Einerseits froh, andererseits kurze Frist

Bei der Interessengemeinschaft Erdhebungen Böblingen löste die Ankündigung zwiespältige Reaktionen aus: „Auf der einen Seite sind wir froh, dass es zügig vorangeht“, sagt deren Geschäftsführer Werner Schubert. Auf der anderen Seite hält er die Frist für zu kurz. Ein Widerspruch lasse sich nur mit einer Begründung einreichen, und in vier Wochen ein Gegengutachten oder einen Kostenvoranschlag von einem Handwerker zu besorgen, sei schwierig. Der höchste von der Versicherung anerkannte Schaden liegt bei fast 390 000 Euro, die betroffenen Hausbesitzer sollen knapp 250 000 Euro erhalten. Die Allianz hat alle Forderungen in einer anonymisierten Liste aufgezählt. An 17 Gebäuden haben die Erdhebungen zu Schäden geführt, die mit mehr als 200 000 Euro zu Buche schlagen. Elf Immobilieneigentümer benötigen zwischen 100 000 und 200 000 Euro, um ihre Häuser wieder instandzusetzen.
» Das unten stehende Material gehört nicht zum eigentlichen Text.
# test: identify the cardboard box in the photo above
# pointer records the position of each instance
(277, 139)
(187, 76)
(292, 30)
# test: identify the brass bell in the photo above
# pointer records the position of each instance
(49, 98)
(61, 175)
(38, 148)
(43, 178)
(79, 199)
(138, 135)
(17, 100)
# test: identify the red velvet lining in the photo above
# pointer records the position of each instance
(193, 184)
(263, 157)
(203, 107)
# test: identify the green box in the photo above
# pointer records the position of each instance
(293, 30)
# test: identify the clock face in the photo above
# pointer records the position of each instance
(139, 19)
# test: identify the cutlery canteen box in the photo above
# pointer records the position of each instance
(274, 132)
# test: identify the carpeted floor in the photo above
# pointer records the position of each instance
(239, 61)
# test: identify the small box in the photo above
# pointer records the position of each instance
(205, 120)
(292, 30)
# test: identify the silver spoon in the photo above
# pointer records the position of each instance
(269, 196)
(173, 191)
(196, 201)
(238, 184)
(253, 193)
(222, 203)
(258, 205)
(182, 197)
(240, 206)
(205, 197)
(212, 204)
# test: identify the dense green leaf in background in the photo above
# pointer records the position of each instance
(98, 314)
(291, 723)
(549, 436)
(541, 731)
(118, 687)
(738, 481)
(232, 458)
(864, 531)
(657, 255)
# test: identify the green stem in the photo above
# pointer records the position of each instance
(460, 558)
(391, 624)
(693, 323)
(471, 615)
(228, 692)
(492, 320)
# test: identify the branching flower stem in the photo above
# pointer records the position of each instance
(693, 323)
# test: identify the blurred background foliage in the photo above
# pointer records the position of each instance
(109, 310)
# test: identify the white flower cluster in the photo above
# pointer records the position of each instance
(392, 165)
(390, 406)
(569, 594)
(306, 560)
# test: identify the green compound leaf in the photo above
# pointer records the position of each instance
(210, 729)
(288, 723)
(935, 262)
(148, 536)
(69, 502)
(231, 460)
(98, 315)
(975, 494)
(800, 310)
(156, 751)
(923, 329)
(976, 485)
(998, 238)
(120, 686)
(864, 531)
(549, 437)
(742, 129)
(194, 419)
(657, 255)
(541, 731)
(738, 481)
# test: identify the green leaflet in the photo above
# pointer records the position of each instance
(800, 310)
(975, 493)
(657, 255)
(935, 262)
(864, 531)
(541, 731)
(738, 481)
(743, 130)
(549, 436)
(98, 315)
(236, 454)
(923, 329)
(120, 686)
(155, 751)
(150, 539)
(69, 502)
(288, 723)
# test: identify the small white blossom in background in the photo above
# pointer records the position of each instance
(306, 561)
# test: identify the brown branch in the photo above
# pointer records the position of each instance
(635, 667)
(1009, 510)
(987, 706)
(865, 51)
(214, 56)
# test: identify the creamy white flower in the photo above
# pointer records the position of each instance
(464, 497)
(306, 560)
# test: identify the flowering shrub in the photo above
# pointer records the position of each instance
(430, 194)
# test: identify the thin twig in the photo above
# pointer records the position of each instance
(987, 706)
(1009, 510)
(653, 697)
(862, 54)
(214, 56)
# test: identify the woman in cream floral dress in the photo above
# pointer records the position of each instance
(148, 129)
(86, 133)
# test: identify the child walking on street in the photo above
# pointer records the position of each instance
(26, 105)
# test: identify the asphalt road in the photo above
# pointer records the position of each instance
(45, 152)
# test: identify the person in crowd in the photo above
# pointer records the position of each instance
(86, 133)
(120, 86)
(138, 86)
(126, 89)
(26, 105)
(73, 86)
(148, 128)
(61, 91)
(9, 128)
„Ein Widerspruch verzögert die Auszahlung“, teilt die Allianz mit. Sollte ein Hausbesitzer beispielsweise mehr Geld erhalten, bleibt dadurch für die anderen weniger. Zeitnah will die Allianz die Betroffenen über das Ergebnis nach Ablauf der Frist informieren. Werner Schubert ist sich sicher, dass es solche Widersprüche geben wird. „Die Gutachten sind gut gemacht und objektiv“, sagt der IG-Geschäftsführer, „aber einzelne Geschädigte sind nicht zufrieden damit.“ Er hofft jetzt, dass diejenigen Hausbesitzer, die mit der Vorgehensweise einverstanden sind, dennoch „abgewickelt werden“ und nicht länger auf das Geld warten müssen.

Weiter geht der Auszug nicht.